Morocco’s removal from the European Union’s watchlist of countries under surveillance for money laundering and terrorist financing will benefit the country’s economy and facilitate capital flows in and out of the country, a global anti-money laundering expert has said.
The North African country was removed from the list of high-risk countries for money laundering and terrorism financing in a decision announced by the European Commission on Wednesday.
Morocco had been removed from the Financial Action Task Force (FATF) gray list in February after the kingdom implemented an action plan agreed upon by the group. Morocco was originally added to the gray list in February 2021.
The Commission said Wednesday that by implementing the FATF’s plan, Morocco has fixed problems with its Anti-Money Laundering/Combating the Financing of Terrorism (AML/CFT) system and no longer poses a money laundering and terrorism financing threat to the international financial system.
The bloc's watchlist features a closely monitored set of countries due to their deficiencies in combating money laundering and terrorist financing.
Rick McDonell, executive director of The Association of Certified Anti-Money Laundering Specialists (ACAMS) and former FATF executive secretary, told Al-Monitor that Morocco was removed from the FATF list for making “significant improvements” to its AML/CFT system.
“This will have included progress in improving its international cooperation mechanisms, strengthening AML/CFT supervision, increasing transparency of legal persons, strengthening the capacities of its financial intelligence unit and enhancing its ability to conduct money laundering investigations,” he said.
McDonell said the European Commission would have taken into account this removal and Morocco having sufficiently implemented any other requirements that the EU may have stipulated at the time of its listing.
Asked how the removals will impact Morocco economically, he said that countries on the gray list are not subject to countermeasures or enhanced due diligence.

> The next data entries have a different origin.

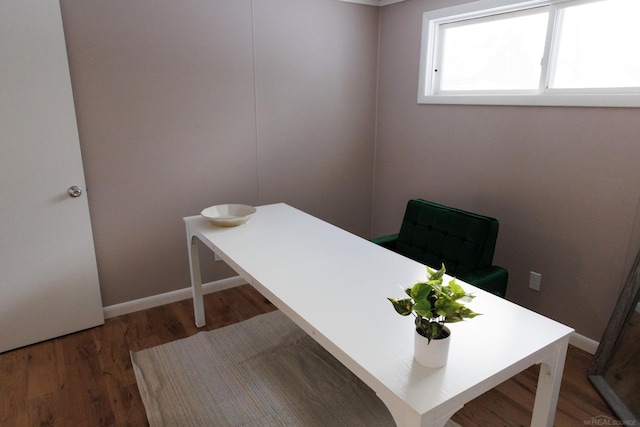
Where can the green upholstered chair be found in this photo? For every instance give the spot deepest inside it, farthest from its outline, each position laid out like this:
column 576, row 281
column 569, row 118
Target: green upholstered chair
column 433, row 234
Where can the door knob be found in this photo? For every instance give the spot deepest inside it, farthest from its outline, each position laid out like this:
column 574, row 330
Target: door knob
column 75, row 191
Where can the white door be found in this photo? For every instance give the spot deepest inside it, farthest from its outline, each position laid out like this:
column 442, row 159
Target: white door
column 48, row 275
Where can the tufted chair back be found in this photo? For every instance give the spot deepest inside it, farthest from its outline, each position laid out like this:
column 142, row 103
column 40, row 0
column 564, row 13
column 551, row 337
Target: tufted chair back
column 433, row 234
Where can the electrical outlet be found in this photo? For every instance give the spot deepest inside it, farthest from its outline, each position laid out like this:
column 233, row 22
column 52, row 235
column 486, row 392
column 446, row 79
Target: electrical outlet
column 534, row 281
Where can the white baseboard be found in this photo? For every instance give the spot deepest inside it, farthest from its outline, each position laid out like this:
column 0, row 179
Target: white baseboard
column 169, row 297
column 584, row 343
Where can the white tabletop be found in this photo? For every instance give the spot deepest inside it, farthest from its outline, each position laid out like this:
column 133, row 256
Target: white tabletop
column 334, row 285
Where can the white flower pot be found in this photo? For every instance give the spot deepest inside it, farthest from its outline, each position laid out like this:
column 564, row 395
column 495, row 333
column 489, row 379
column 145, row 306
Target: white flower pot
column 432, row 354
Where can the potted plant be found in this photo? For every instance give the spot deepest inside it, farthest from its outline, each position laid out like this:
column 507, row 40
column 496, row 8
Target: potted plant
column 434, row 304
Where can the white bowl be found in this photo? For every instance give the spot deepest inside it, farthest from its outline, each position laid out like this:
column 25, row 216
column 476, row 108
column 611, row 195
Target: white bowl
column 228, row 215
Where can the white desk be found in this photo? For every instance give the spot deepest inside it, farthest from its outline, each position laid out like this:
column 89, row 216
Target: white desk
column 334, row 285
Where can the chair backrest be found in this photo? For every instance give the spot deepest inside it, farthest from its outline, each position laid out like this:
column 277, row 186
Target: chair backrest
column 432, row 234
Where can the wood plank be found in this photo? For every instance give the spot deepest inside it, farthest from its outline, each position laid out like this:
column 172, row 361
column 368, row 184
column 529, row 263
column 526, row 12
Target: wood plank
column 92, row 382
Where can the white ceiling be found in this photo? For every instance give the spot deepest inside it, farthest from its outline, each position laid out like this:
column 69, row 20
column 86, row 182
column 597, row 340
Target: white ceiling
column 373, row 2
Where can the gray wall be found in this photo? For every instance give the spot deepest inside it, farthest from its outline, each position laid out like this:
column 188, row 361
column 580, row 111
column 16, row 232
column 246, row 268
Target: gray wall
column 183, row 105
column 187, row 104
column 564, row 182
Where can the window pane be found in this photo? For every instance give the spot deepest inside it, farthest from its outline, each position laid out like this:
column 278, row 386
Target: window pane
column 598, row 46
column 501, row 53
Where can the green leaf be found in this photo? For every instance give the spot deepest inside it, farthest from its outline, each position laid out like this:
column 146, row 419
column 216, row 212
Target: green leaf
column 402, row 306
column 420, row 291
column 456, row 290
column 423, row 308
column 436, row 275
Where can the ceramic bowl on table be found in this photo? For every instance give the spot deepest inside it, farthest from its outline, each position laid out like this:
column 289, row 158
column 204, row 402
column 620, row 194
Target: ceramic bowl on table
column 229, row 215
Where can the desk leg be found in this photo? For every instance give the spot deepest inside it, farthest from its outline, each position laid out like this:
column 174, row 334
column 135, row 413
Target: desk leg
column 196, row 280
column 544, row 407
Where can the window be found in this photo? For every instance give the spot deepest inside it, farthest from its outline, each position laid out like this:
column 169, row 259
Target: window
column 540, row 52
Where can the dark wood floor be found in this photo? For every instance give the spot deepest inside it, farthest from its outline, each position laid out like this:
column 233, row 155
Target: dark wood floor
column 86, row 379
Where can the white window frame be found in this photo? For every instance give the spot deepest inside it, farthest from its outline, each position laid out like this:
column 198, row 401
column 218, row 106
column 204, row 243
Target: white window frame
column 609, row 97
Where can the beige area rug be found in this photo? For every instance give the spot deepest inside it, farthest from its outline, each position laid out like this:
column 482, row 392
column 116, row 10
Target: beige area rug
column 264, row 371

He stressed that it was a tool to help other countries consider the information included as part of their risk assessments of the countries listed.
“That said, there is research to suggest that there are negative economic impacts on countries placed on the gray list, including disruptions to capital flows, which should ease following de-listing,” McDonell added.
“Having been removed from the gray list will therefore benefit the country economically as there will be no potential sanctions hanging over it, and it will be seen politically as a reliable country in improving its anti-money laundering system.”
Other countries on the list in the region include Jordan, South Sudan, the United Arab Emirates and Yemen.